During his first Sunday blessing as pontiff, Francis praised Kasper by name as a "great theologian" and gave an unprecedented papal thumbs up to his book, "Mercy," which provides the theological basis for mercy being at the heart of the Christian message.
Showing the church's merciful face, rather than its morality-driven side, has come to define Francis' pontificate, and informs the way he has long treated complicated pastoral issues like divorce.
"I believe that this is the season of mercy," Francis told reporters last year when asked about a possible opening for divorced and remarried Catholics.
Kasper, an 81-year-old veteran Vatican official, is calm amid the tempest, and certain that a solution can be found.
"I think we can have common criteria, a common doctrine on marriage and family," Kasper said. "And then I think the bishops' conferences should decide concrete ways to do it."
On divorce, Kasper argues that if the church can forgive a murderer, surely it can forgive someone whose first marriage failed and wants to try again, while still participating in the sacramental life of the church.
"Mercy is that God gives us a new chance, in every situation, if we want it," Kasper says. "That is a very important message: We can always start anew."
While the divorce issue has dominated the pre-meeting debate, the two-week synod will cover a host of hot-button issues related to Catholic family life, including pre-marital sex, contraception and gay unions. Vatican officials say no issue is off-limits, and that Francis wants a frank and open discussion that will continue into next year when final proposals are made.
In some ways, Francis took some of the steam out of divorce issue by creating a special commission of canon lawyers to study technical ways to streamline the annulment process.
Catholics have long complained that it can take years to get an annulment, if they can get one at all. Many dioceses in the developing world don't even have annulment tribunals. The United States has so many that it accounts for nearly half of all the annulments granted worldwide: 18,895 in 2012 compared to the 42,686 globally.
Critics of the annulment process say the wealthy and well-connected get preferential treatment. Supporters say it is a way to provide justice and arrive at the truth of why a marriage failed.
Some canon lawyers and theologians speculate that one change the Vatican might approve is to remove the automatic appeal for all annulments, which would certainly streamline the process.
For Irene Calvo Crespo, a 46-year-old communications consultant from Spain, no amount of streamlining would remove the trauma she says she endured going through the annulment that her ex-husband sought so he could re-marry in the church. They had been married for 10 years and had two children when they separated in 2009.

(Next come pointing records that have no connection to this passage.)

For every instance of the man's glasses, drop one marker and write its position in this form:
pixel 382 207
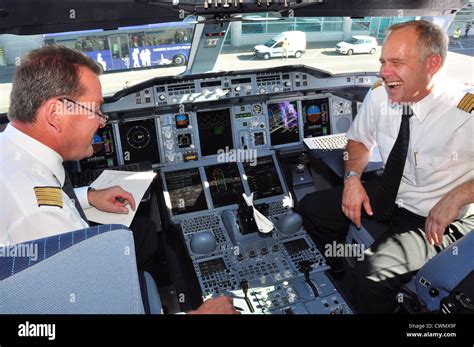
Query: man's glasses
pixel 103 117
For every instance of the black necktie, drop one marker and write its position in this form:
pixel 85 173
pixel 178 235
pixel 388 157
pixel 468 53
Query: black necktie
pixel 392 175
pixel 69 190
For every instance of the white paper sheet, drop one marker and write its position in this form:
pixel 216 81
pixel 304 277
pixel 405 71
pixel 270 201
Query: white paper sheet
pixel 136 183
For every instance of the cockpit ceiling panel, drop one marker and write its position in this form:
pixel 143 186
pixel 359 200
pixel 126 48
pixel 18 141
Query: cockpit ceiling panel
pixel 26 17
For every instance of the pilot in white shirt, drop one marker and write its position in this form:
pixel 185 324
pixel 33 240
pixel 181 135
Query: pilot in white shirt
pixel 440 153
pixel 33 204
pixel 433 185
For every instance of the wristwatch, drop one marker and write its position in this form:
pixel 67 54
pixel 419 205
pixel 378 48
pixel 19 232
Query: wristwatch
pixel 349 173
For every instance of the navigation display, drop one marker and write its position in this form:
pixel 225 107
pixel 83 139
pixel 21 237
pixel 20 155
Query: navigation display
pixel 215 131
pixel 316 117
pixel 263 178
pixel 225 184
pixel 283 123
pixel 104 155
pixel 185 191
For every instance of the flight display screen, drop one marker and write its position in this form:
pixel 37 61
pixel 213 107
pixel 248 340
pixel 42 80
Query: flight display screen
pixel 104 155
pixel 283 123
pixel 225 184
pixel 316 117
pixel 139 142
pixel 263 178
pixel 185 191
pixel 215 131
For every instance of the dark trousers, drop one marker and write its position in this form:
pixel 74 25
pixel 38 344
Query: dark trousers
pixel 391 261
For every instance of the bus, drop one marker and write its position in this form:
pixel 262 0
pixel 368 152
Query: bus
pixel 164 44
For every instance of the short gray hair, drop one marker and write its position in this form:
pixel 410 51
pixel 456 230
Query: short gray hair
pixel 431 37
pixel 44 73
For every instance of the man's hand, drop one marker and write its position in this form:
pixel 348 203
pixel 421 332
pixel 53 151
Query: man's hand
pixel 113 199
pixel 220 305
pixel 440 216
pixel 353 197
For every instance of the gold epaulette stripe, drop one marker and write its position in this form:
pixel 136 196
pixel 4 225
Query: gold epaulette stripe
pixel 49 196
pixel 467 103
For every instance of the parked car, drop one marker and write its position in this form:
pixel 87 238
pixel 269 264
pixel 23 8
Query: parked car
pixel 273 47
pixel 358 44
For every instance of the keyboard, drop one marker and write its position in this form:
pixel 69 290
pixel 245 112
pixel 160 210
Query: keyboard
pixel 85 178
pixel 327 143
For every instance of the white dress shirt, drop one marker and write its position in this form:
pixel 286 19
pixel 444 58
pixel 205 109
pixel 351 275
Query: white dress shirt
pixel 441 150
pixel 26 163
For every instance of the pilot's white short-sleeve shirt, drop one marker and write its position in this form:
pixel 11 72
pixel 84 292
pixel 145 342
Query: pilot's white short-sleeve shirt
pixel 32 202
pixel 441 150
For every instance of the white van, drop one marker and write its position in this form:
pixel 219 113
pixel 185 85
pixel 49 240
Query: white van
pixel 273 47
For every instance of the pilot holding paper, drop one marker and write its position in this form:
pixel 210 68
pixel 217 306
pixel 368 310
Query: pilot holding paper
pixel 54 113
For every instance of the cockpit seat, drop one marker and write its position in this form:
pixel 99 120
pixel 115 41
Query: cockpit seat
pixel 87 271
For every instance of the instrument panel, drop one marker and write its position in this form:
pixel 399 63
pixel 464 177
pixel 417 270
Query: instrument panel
pixel 175 121
pixel 214 140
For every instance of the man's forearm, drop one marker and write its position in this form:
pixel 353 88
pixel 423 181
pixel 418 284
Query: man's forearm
pixel 463 194
pixel 356 157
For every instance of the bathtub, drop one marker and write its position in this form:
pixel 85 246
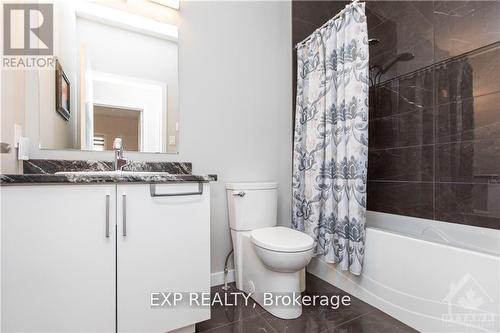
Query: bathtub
pixel 433 276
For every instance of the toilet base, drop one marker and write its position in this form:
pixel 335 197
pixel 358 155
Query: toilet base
pixel 274 291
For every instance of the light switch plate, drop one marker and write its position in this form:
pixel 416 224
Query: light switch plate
pixel 18 133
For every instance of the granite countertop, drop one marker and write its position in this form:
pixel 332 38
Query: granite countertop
pixel 44 172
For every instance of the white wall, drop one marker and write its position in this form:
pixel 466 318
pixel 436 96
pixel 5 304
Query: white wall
pixel 235 77
pixel 59 133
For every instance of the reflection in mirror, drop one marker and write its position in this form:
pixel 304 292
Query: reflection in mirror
pixel 123 81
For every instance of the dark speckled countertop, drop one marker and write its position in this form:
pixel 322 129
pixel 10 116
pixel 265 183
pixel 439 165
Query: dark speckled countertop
pixel 44 172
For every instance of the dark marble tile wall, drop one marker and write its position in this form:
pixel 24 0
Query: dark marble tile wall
pixel 434 127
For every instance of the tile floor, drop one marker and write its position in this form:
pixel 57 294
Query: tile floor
pixel 358 317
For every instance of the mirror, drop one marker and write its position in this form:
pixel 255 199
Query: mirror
pixel 116 75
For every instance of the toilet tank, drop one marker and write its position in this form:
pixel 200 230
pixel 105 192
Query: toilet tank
pixel 252 205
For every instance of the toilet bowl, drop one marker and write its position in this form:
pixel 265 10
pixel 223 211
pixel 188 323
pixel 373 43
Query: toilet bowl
pixel 282 249
pixel 269 259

In an interview over coffee in Rome, she said she testified for more than two hours before five strangers - the ecclesial tribunal - about the most intimate details of her sex life. She said she endured "groundless" accusations by her ex-husband's family and friends, made solely to conform to the church's requirements that there was some inherent defect in the marriage to render it null.
According to court documentation she provided to The Associated Press, the church granted the annulment on the grounds that her ex-husband lacked "internal freedom" on his wedding day that caused a "defect in discretion of judgment."

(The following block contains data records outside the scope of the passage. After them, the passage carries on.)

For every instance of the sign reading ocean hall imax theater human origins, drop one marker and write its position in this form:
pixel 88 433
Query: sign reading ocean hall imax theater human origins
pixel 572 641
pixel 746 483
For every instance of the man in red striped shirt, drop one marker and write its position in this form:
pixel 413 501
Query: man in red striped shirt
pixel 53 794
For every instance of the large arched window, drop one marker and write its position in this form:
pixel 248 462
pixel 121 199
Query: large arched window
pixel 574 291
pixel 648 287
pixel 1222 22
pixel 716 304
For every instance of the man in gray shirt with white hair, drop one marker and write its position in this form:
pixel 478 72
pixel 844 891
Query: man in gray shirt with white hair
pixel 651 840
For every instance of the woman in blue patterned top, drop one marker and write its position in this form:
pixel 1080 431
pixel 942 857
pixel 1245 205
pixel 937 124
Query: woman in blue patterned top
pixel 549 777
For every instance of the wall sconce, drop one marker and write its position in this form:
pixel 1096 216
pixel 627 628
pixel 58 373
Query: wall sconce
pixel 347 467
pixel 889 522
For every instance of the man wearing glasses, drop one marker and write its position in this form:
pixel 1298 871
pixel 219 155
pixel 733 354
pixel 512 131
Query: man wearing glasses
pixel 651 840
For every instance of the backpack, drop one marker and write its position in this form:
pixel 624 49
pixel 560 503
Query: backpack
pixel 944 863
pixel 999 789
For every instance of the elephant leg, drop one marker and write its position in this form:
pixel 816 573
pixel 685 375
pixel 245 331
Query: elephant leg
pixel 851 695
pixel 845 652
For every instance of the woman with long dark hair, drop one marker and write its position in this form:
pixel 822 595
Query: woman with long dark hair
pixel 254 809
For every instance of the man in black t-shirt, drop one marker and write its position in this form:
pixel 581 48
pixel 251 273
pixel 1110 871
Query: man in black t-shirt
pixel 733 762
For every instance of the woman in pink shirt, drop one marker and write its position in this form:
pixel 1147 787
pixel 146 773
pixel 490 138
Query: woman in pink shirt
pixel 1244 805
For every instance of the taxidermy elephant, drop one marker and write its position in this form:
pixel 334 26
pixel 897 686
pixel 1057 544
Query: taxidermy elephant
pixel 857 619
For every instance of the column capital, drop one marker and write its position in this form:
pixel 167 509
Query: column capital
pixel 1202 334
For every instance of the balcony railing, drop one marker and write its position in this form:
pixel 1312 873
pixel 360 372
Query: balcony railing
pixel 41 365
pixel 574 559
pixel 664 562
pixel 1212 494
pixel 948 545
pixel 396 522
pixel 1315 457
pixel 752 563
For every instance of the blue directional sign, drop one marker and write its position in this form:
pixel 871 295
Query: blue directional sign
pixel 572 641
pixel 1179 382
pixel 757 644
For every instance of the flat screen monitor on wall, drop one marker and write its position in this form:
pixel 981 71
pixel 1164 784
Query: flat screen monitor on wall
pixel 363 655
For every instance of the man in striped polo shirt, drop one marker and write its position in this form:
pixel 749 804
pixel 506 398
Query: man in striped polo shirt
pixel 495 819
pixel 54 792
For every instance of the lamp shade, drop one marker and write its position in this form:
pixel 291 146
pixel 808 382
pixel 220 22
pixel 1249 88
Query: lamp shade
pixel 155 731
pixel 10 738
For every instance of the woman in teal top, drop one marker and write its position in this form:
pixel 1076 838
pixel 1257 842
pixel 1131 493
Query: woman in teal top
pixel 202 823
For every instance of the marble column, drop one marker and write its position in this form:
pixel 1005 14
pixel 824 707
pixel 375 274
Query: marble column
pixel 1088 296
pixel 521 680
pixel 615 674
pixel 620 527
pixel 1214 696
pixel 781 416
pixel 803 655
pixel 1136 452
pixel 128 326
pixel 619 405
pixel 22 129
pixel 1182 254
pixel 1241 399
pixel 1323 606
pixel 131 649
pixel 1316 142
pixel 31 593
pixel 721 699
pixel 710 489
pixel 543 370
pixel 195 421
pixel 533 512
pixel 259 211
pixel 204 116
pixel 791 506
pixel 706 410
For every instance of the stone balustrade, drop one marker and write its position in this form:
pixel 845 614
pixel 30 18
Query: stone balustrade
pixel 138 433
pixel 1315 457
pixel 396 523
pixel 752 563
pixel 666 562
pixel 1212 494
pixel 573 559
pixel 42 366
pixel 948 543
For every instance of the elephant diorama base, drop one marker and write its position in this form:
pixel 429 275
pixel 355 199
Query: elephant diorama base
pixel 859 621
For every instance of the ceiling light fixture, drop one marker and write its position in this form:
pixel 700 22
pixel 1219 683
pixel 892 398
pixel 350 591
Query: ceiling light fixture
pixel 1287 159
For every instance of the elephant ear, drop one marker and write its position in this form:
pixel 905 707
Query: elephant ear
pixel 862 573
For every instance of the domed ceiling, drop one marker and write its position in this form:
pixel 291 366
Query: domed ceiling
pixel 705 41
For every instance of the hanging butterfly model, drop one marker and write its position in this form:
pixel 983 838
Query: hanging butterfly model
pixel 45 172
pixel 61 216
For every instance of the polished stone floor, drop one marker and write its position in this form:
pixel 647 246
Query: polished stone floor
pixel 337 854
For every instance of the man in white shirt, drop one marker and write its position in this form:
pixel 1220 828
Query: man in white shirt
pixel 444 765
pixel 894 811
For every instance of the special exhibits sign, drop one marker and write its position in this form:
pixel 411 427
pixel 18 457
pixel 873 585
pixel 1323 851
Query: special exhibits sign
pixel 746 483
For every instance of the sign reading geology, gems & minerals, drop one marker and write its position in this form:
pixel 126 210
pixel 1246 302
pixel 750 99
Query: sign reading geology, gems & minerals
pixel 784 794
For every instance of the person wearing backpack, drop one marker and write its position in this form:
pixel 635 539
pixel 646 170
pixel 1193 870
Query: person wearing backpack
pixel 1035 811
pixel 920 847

He claimed he never really wanted to marry her but was compelled to go through with it by his strict, conservative upbringing, she said.
"You can take all the testimony of the world, you can do all the psychological exams, but the truth is that we were in love and were well aware when we married, and no tribunal in the world can change this truth," she wrote in a letter to the tribunal. "If this tribunal wants to join a farce for reasons unknown to me, go ahead, but you should know, this is all theater."